We do not care. Abseil will be an optional dependency of CGAL, and our CMake users will get it almost for free. As for the others... they can do experiments and benchmarks using CMake, and them make the effort in their build system if the speedup is compelling.
Actually, I do not get your point. Do you have a suggestion about an alternative?
Just my two cents, it would be good to see a higher level CGAL algorithm than copy_face_graph()
as a motivation.
@mglisse commented on Jul 4, 2019, 9:14 AM GMT+2:
abseil is rather inconvenient to use (without bazel or cmake): you need to link about 30 libraries to get a trivial example working :disappointed:
Actually, can you elaborate? Because on my machine abseil seems to require only the pthread support, and no other dependency.
@afabri it concerns everything related to unordered maps, not only copy_face_graph().
The questions is if it has measurable impact on Mesh_3, Constrained_triangulation_2, Arrangement_2......
We will probably have to bench to be sure.

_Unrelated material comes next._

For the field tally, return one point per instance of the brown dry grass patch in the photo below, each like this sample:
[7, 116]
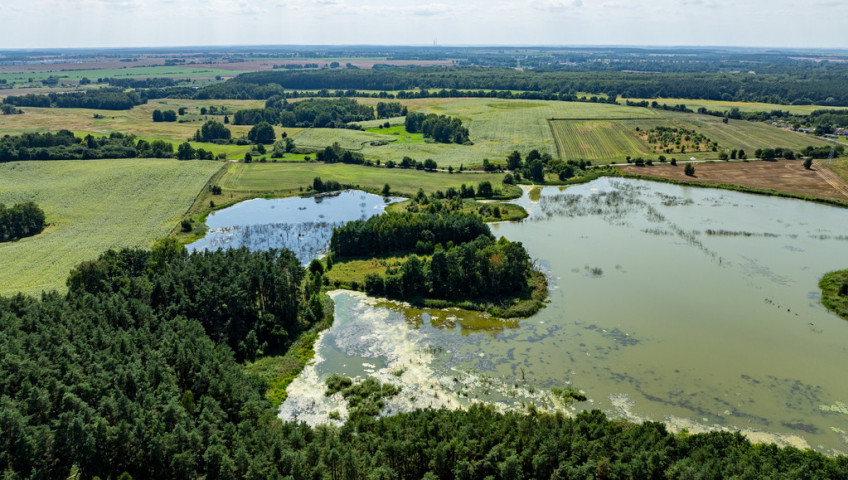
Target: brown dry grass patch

But I have seen traces of unordered maps at least in Mesh_3 and Arrangements_on_surface_2, so there will probbaly be an impact.
For at least one user of us, CGAL::PMP::polygon_soup_to_polygon_mesh
was a big consumer of time of their process. And it is all about maps.
Actually, can you elaborate? Because on my machine abseil seems to require only the pthread support, and no other dependency.
I didn't mean external dependencies. Using a trivial program:
#include <absl/container/flat_hash_set.h>
typedef absl::flat_hash_set<int> S;
int main(){ S s; }
Complete the command line with a minimal number of -l
flags:
g++ test.cc -I .../include -L .../lib
Here I need -labsl_hashtablez_sampler -labsl_synchronization -labsl_time -labsl_base -labsl_spinlock_wait -labsl_time_zone -labsl_int128 -labsl_symbolize -labsl_stacktrace -labsl_malloc_internal -labsl_demangle_internal -labsl_debugging_internal -labsl_dynamic_annotations -pthread
... Why they didn't at least create a thin archive or linker script so that -labsl
would work is an interesting question.
Actually, I do not get your point.
Just that abseil is a bit inconvenient to use, not as easy as using more Boost stuff for instance (even the parts that require linking with a library).
I don't know yet if you plan to test for the presence of abseil or to include a copy of it.
Do you have a suggestion about an alternative?
Not particularly. Mael posted a link to a comparison between many implementations, some of which are header-only. They don't all have Google maintaining them though, and you may wish to use more stuff from abseil later.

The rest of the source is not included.